Fortunately, this is the advantage to using the Lodge cast iron wok! As other reviews have noted, this wok has a flat bottom that lets you set it directly on the stovetop heating coil of your electric stove, allowing it to absorb a lot of heat and get very, very hot. The most important factor to consider is that a thin wok transfers its heat directly to the food, requiring a very high source of heat; while this thick, heavy iron wok retains its heat, absorbing it from the stovetop and building its temperature higher and higher as it sits there on the red-hot electric heating coil. If you let this cast iron wok sit on the electric stovetop for too long, it will actually become TOO hot for decent frying. Your oil will heat up immediately when you pour it into the wok, and it may even burst into flame – even oils with a high smoke point, such as peanut oil. Since you don't want to accidentally set your kitchen on fire, it is VERY important to remember this as you prepare to stir fry on your electric stove. Many Oriental stir fry recipes call for the wok to be set on "high heat" or on the "highest setting" of the stovetop. The heat retention properties of a heavy cast iron wok allow you to heat your wok to the proper temperature for stir frying, without turning your stovetop to its highest setting. In most instances, it is only necessary to heat up your stovetop at a setting of about 75% to 80% of maximum, or a setting of between 7 and 8 on a typical dial of 1 to 10. After between five and ten minutes, the Lodge wok will be hot enough to stir fry. Take a few drops of water on your fingers, and flick them onto the surface at the bottom of the wok. If the water sizzles and dissolves in about two seconds, the wok is hot enough for cooking. At this point, you can pour your oil into the wok, and start frying!

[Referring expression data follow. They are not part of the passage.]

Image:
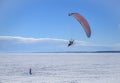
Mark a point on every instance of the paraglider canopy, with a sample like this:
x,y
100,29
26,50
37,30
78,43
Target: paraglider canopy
x,y
70,42
83,22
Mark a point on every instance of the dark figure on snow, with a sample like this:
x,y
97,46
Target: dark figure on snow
x,y
30,71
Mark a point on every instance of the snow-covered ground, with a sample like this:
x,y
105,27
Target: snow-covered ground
x,y
60,68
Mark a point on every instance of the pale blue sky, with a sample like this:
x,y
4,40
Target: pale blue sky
x,y
36,19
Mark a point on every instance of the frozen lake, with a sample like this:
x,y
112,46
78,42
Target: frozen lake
x,y
60,68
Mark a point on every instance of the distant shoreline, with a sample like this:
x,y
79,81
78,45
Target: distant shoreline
x,y
70,52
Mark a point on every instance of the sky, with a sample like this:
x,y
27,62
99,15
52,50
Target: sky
x,y
44,25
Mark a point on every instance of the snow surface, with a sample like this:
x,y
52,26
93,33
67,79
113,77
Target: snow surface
x,y
60,68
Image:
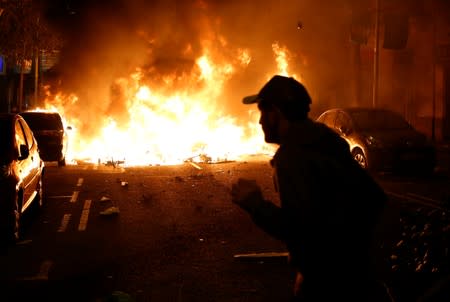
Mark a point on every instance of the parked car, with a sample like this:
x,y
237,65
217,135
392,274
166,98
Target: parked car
x,y
50,134
21,174
382,139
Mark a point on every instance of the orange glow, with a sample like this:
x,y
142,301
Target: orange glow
x,y
167,126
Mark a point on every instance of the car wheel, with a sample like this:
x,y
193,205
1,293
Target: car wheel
x,y
62,162
360,158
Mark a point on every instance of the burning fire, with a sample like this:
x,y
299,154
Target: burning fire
x,y
167,127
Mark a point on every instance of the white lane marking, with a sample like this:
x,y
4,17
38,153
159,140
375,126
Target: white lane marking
x,y
74,196
84,215
423,197
43,271
64,223
195,165
416,200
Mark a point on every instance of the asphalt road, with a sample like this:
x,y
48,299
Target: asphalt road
x,y
171,234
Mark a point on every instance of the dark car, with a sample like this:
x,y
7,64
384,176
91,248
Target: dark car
x,y
48,128
21,174
382,139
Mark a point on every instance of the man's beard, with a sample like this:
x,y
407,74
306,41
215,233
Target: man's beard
x,y
271,135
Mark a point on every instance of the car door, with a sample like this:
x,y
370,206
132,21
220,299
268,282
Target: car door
x,y
28,166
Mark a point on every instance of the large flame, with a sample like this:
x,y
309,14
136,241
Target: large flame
x,y
170,126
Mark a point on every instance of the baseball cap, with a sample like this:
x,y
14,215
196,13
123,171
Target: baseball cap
x,y
285,93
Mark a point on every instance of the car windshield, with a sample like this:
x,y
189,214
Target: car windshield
x,y
5,146
43,121
379,120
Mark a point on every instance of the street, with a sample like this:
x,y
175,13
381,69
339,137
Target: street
x,y
166,233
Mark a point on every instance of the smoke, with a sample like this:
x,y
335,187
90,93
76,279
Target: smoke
x,y
108,41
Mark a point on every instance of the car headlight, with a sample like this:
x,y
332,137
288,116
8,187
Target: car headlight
x,y
373,142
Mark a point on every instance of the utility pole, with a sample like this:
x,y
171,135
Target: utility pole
x,y
376,54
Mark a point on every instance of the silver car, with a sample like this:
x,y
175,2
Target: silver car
x,y
382,139
21,174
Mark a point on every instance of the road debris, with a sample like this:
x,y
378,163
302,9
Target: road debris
x,y
111,211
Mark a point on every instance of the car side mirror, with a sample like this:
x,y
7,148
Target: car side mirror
x,y
24,152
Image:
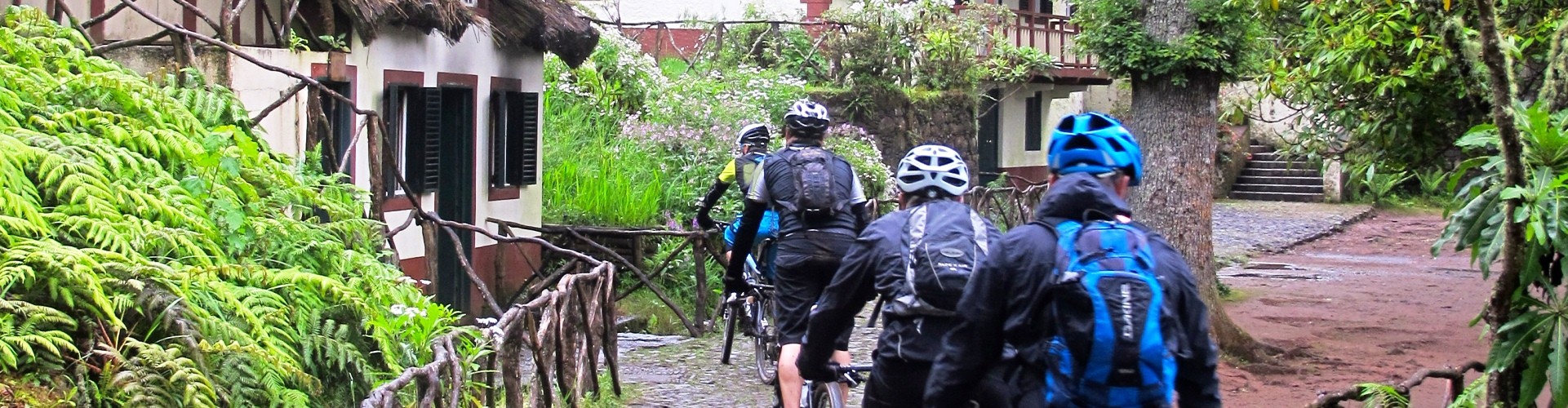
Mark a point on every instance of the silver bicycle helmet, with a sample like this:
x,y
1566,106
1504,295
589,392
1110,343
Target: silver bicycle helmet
x,y
933,165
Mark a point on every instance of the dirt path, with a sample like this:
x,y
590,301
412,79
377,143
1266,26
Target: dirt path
x,y
1366,305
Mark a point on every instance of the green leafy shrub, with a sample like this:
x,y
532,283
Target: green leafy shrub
x,y
1540,331
621,165
156,253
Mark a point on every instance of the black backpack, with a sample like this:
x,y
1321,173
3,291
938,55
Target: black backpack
x,y
948,242
817,197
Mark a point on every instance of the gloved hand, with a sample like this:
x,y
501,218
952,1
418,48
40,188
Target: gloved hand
x,y
817,370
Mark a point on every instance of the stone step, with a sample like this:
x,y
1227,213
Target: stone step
x,y
1283,181
1277,197
1278,188
1269,156
1281,173
1278,163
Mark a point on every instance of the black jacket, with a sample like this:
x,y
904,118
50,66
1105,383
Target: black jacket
x,y
875,265
1004,295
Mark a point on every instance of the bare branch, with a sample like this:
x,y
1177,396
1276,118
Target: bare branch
x,y
202,16
73,20
247,57
102,18
131,42
234,15
1355,392
279,102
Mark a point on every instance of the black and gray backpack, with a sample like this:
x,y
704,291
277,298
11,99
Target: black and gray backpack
x,y
817,197
948,242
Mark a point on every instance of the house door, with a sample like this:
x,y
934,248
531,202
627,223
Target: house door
x,y
454,190
990,135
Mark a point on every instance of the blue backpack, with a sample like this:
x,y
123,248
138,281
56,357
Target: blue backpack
x,y
1112,335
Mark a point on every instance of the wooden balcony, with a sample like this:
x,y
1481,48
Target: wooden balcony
x,y
1052,35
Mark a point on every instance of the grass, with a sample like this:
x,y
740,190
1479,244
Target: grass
x,y
16,391
648,306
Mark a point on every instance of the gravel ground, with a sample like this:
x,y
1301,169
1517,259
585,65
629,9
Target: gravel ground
x,y
686,372
1251,226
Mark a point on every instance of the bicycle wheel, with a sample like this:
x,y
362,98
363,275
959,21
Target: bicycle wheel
x,y
836,397
820,396
730,331
766,343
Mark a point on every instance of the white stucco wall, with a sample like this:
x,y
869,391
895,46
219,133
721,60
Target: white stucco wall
x,y
402,51
681,10
1012,151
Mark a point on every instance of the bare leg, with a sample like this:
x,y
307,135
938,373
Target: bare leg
x,y
789,375
844,360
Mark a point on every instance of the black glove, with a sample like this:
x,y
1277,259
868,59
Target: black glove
x,y
819,370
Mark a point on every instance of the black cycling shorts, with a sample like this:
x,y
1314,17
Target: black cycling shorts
x,y
806,263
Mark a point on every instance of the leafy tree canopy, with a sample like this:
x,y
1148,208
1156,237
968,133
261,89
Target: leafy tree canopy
x,y
1399,81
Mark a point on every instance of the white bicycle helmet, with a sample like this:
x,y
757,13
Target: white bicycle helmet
x,y
933,165
753,134
806,117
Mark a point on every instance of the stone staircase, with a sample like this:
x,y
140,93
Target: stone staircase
x,y
1270,178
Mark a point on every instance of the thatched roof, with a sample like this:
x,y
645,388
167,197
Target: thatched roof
x,y
546,25
551,25
447,16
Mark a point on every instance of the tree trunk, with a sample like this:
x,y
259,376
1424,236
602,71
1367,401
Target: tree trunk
x,y
1504,387
1176,127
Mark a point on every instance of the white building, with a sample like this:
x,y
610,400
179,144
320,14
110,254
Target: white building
x,y
458,82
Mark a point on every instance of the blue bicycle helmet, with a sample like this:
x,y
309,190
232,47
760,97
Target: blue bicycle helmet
x,y
1095,143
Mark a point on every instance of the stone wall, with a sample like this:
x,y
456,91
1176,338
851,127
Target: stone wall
x,y
900,122
1230,159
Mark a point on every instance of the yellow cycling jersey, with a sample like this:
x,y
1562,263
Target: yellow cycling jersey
x,y
747,170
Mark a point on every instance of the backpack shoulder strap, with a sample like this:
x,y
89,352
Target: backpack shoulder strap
x,y
982,237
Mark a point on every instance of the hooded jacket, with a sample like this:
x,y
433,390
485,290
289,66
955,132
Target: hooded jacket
x,y
1006,294
875,265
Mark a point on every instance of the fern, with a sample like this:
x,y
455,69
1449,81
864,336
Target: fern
x,y
149,222
1384,396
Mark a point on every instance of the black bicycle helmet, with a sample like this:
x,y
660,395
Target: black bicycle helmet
x,y
754,135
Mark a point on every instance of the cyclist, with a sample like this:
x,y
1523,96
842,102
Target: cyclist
x,y
1021,297
822,207
753,143
932,181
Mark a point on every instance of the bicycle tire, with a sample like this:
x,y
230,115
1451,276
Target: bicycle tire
x,y
730,331
819,396
766,347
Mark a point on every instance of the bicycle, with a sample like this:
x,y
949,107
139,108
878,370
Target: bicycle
x,y
754,313
828,394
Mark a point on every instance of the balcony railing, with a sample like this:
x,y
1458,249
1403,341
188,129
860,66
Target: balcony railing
x,y
1052,35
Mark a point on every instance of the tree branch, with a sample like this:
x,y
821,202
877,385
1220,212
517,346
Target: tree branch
x,y
131,42
202,16
279,102
1355,392
102,18
1504,387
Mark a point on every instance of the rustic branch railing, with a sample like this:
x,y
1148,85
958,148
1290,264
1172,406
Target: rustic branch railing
x,y
696,245
565,331
1007,206
1357,392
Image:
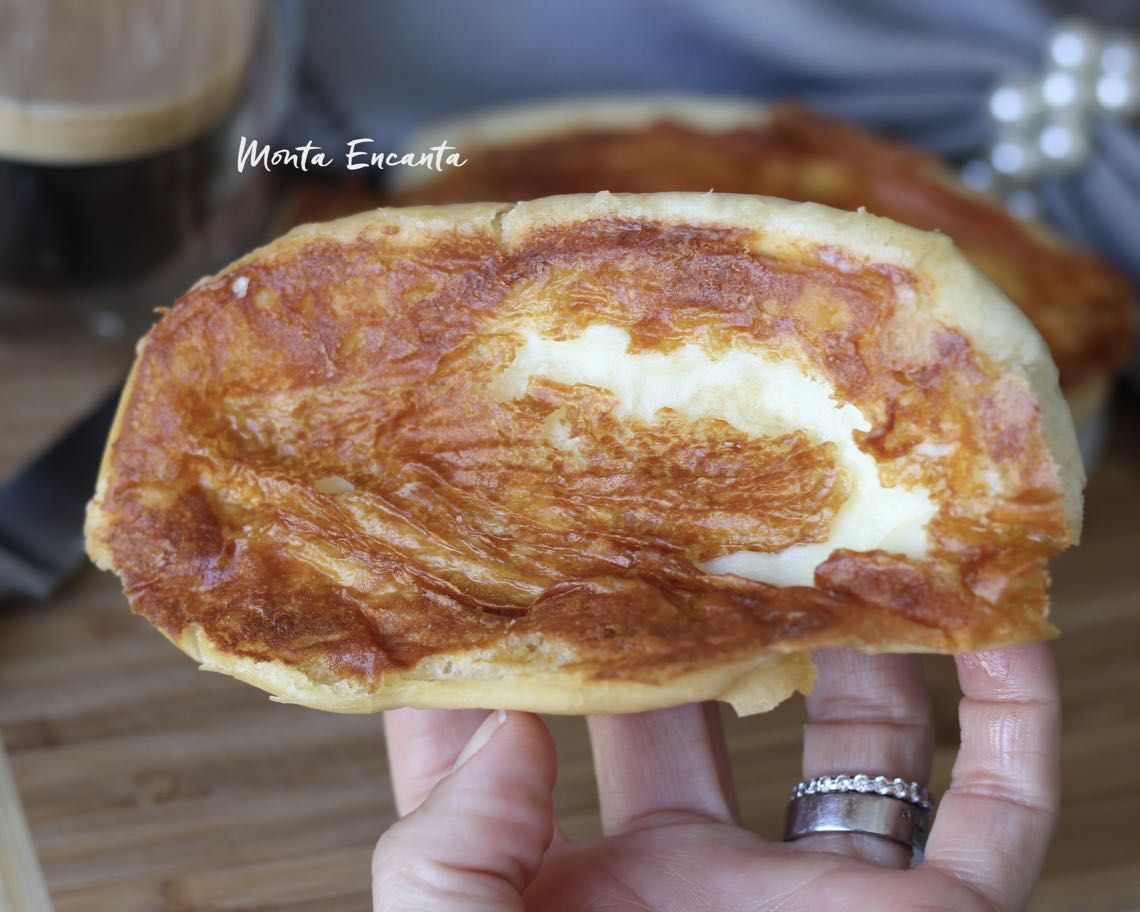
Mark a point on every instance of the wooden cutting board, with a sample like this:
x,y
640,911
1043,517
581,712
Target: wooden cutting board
x,y
149,786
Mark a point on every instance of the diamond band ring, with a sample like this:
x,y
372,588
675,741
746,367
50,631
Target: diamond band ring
x,y
890,808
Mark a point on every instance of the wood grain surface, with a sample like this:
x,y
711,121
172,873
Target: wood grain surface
x,y
148,784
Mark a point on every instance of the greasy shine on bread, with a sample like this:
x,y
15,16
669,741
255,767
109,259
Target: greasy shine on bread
x,y
1082,307
586,454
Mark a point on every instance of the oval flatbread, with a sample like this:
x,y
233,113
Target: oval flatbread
x,y
586,454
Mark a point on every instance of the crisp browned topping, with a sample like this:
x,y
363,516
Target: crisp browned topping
x,y
1080,304
314,463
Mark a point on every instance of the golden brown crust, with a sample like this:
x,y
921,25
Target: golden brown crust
x,y
1081,304
315,485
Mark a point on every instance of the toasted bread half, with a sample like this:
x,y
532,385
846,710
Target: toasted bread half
x,y
586,454
1083,307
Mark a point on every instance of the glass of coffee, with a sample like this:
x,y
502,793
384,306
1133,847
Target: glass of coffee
x,y
117,123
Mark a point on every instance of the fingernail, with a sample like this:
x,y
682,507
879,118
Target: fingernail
x,y
483,733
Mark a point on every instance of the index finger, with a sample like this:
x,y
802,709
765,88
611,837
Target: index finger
x,y
422,748
995,822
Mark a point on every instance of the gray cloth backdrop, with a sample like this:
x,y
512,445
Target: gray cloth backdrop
x,y
917,68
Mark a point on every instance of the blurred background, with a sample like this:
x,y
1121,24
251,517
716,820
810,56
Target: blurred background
x,y
130,781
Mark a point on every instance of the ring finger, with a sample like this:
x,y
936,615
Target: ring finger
x,y
866,714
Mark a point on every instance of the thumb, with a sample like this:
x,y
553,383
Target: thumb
x,y
479,837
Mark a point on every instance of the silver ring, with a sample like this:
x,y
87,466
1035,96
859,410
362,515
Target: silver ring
x,y
890,808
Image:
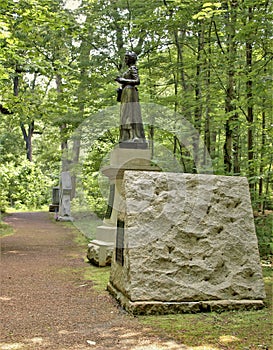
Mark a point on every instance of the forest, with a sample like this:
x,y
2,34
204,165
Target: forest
x,y
205,67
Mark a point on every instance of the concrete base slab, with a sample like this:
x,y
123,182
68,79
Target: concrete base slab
x,y
168,307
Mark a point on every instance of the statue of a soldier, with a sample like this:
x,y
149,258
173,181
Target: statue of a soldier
x,y
131,126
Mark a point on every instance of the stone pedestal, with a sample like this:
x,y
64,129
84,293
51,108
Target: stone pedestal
x,y
185,243
101,248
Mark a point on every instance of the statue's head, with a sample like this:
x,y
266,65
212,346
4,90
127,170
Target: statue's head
x,y
132,56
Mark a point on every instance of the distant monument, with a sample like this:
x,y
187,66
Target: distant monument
x,y
65,190
132,153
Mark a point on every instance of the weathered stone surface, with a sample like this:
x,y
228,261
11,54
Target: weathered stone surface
x,y
187,238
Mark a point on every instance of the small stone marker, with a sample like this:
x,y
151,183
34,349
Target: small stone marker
x,y
65,197
185,243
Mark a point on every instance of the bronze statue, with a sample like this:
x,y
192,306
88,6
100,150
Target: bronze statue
x,y
131,126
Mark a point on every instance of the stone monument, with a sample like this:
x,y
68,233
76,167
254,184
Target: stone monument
x,y
132,153
185,243
65,190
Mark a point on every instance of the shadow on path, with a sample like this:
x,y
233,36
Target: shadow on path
x,y
47,304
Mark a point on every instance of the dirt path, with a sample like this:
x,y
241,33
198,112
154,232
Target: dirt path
x,y
46,303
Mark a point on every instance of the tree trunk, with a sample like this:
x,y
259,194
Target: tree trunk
x,y
230,104
27,134
198,101
250,110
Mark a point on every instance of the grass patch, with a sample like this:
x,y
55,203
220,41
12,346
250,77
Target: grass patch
x,y
238,330
5,229
99,275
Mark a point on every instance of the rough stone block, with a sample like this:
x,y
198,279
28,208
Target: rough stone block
x,y
187,239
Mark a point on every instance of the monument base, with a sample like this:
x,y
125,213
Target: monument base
x,y
154,307
185,243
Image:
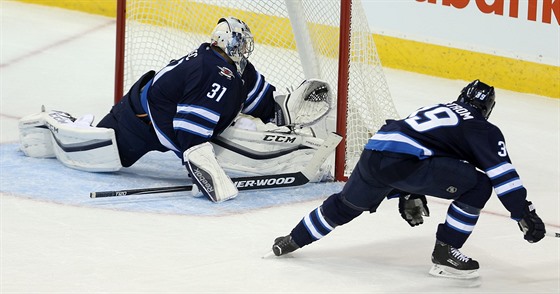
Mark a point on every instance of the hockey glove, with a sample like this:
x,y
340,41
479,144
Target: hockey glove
x,y
412,207
531,224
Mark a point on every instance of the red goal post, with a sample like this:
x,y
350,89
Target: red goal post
x,y
294,40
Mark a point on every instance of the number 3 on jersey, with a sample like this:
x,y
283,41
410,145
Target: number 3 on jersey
x,y
216,88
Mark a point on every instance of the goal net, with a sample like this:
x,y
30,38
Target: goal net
x,y
294,40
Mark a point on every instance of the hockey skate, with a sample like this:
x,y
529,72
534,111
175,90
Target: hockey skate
x,y
449,262
284,245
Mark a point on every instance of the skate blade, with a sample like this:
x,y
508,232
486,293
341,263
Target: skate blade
x,y
438,270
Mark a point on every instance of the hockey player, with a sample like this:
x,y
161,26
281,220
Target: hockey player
x,y
447,151
181,108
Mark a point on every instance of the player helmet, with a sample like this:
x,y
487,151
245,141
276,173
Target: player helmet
x,y
480,96
234,37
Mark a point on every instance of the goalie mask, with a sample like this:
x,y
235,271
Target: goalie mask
x,y
479,95
234,37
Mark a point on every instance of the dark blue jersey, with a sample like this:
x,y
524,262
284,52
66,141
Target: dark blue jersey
x,y
195,98
456,130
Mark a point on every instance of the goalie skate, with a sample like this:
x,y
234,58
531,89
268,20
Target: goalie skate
x,y
449,262
439,270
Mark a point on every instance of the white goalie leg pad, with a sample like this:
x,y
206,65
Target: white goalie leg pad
x,y
305,106
208,175
80,146
251,151
35,137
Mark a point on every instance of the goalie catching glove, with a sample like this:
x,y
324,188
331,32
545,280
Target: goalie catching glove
x,y
531,224
305,106
207,174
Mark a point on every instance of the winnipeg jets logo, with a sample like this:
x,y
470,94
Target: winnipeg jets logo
x,y
226,72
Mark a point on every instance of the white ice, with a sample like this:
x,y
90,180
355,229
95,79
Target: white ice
x,y
65,60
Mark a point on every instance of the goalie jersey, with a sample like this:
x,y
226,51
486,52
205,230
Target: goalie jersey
x,y
456,130
195,98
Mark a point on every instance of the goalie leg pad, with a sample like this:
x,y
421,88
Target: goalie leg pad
x,y
73,142
207,174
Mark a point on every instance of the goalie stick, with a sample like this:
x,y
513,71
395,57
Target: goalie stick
x,y
252,182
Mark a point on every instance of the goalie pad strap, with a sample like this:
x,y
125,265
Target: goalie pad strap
x,y
207,174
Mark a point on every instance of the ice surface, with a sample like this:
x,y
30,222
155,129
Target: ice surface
x,y
55,239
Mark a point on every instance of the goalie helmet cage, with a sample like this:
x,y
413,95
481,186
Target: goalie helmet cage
x,y
294,40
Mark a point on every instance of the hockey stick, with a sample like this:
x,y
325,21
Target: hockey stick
x,y
250,183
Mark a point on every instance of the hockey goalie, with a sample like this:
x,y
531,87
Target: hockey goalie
x,y
247,147
191,107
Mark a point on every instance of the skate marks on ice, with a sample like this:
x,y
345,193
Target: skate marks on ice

Wok purists bristle at the thought of using a heavy wok, because it can't be properly held in one hand in order to flip the food and keep it in constant motion. Because the wok is so heavy, you can let it sit firm on your stovetop, while repeatedly bringing your wok turner into the food to keep stirring it and moving it around the wok. If you feel it's necessary to use your free hand to keep the wok sturdy on the stovetop, you can do so. Or, you can take a second utensil, such as a spatula, second wok turner, or a hoak (an oversized wok stirring and serving scoop), and use it to toss the food in the wok as it fries, in the manner of tossing a salad.
The Lodge cast iron wok is a natural evolution from the thin Oriental wok, and it is especially suited for the modern American kitchen with its electric or induction burners. This is indeed different from the centuries-old techniques of Oriental stir frying, but it is the best way for you to get a tasty, well-cooked stir fry in your modern kitchen, in the wok hei style of cooking.